Resolve the cause of the mismatch between empirical learning-rate trends and the LMO-bound-based predictions under joint batch and token scaling

Ascertain whether the observed gap between empirical learning-rate scaling trends—especially when both batch size and token budget increase—and the predictions obtained by minimizing the LMO-based nonconvex convergence bound used in this paper is primarily driven by protocol constraints, by violations of the proxy’s assumptions (such as constant learning rate, matched initialization, and bounded-variance noise), or by looseness of the convergence bound in large-model training regimes.

Background

The paper derives hyperparameter scaling laws by minimizing recent convergence bounds for LMO-based methods (e.g., normalized SGD, signSGD approximating Adam, and Muon). While several empirical trends are recovered, the authors note persistent discrepancies with some modern training protocols—particularly reports of increasing optimal learning rates as the token horizon grows when batch size is also scaled.

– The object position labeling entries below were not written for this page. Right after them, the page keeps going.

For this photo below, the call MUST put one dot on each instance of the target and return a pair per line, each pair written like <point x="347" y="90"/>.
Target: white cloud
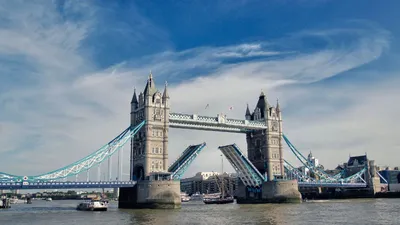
<point x="67" y="117"/>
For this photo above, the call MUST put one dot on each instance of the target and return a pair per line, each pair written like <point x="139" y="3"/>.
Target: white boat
<point x="197" y="197"/>
<point x="14" y="200"/>
<point x="93" y="205"/>
<point x="184" y="197"/>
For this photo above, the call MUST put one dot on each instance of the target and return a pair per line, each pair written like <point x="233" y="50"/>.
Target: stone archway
<point x="138" y="172"/>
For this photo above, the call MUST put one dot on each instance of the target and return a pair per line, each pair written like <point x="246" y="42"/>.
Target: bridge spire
<point x="150" y="88"/>
<point x="134" y="97"/>
<point x="165" y="94"/>
<point x="278" y="109"/>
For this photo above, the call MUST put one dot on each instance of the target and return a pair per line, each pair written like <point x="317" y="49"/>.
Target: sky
<point x="68" y="70"/>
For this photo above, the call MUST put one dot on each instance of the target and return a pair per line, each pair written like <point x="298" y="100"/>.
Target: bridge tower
<point x="264" y="147"/>
<point x="149" y="149"/>
<point x="149" y="153"/>
<point x="264" y="150"/>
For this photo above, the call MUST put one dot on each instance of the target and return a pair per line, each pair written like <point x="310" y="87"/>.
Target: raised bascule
<point x="264" y="173"/>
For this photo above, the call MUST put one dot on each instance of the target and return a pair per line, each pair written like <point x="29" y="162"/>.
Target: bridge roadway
<point x="65" y="185"/>
<point x="118" y="184"/>
<point x="331" y="184"/>
<point x="218" y="123"/>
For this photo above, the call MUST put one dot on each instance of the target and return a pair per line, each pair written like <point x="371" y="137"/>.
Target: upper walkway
<point x="65" y="185"/>
<point x="218" y="123"/>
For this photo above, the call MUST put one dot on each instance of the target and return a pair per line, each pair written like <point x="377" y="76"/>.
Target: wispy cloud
<point x="72" y="106"/>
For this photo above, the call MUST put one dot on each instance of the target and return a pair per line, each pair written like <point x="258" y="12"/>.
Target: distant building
<point x="392" y="177"/>
<point x="206" y="183"/>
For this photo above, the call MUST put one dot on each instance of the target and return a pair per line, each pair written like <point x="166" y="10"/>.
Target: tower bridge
<point x="265" y="175"/>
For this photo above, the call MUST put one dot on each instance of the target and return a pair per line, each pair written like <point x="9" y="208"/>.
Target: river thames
<point x="361" y="211"/>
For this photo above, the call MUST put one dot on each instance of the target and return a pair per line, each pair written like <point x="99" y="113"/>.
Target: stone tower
<point x="264" y="147"/>
<point x="149" y="148"/>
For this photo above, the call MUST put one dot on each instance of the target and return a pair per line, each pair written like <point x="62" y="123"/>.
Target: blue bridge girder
<point x="65" y="185"/>
<point x="246" y="171"/>
<point x="332" y="185"/>
<point x="179" y="167"/>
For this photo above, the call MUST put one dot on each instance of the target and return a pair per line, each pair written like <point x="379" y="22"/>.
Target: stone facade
<point x="149" y="148"/>
<point x="264" y="147"/>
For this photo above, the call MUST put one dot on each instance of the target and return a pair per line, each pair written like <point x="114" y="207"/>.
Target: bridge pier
<point x="281" y="191"/>
<point x="151" y="194"/>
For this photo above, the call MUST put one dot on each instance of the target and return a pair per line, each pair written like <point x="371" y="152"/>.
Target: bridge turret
<point x="150" y="147"/>
<point x="165" y="94"/>
<point x="248" y="115"/>
<point x="134" y="102"/>
<point x="265" y="146"/>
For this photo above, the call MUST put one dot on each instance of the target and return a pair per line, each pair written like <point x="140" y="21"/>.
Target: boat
<point x="184" y="197"/>
<point x="5" y="203"/>
<point x="93" y="205"/>
<point x="197" y="197"/>
<point x="219" y="198"/>
<point x="14" y="200"/>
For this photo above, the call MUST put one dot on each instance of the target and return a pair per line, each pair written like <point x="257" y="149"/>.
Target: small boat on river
<point x="185" y="197"/>
<point x="93" y="205"/>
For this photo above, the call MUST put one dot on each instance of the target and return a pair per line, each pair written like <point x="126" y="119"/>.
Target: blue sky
<point x="67" y="72"/>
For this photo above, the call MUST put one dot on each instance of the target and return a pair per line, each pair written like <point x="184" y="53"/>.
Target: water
<point x="363" y="212"/>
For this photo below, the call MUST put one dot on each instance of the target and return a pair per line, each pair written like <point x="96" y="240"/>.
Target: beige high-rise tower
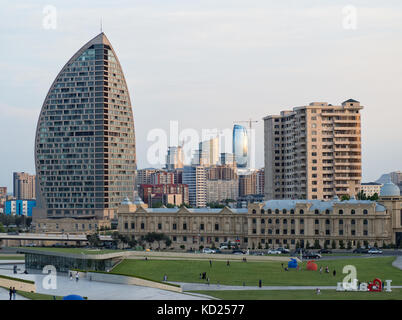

The conclusion explicitly frames an open question about the source of this mismatch, listing three non-exclusive possibilities: constraints in practical protocols, mismatches with modeling assumptions (such as constant learning rates, matched initialization, and bounded-variance mini-batch noise), or looseness of the theoretical bound when applied to large-scale models.

References

At the same time, our results highlight several limitations and open questions. More broadly, some modern empirical protocols report learning-rate trends that are not fully captured by our proxy, especially when both batch size and token budget increase. Resolving whether this gap is driven by protocol constraints, assumption mismatch, or looseness of the bound in modern large-model regimes remains an important direction for future work.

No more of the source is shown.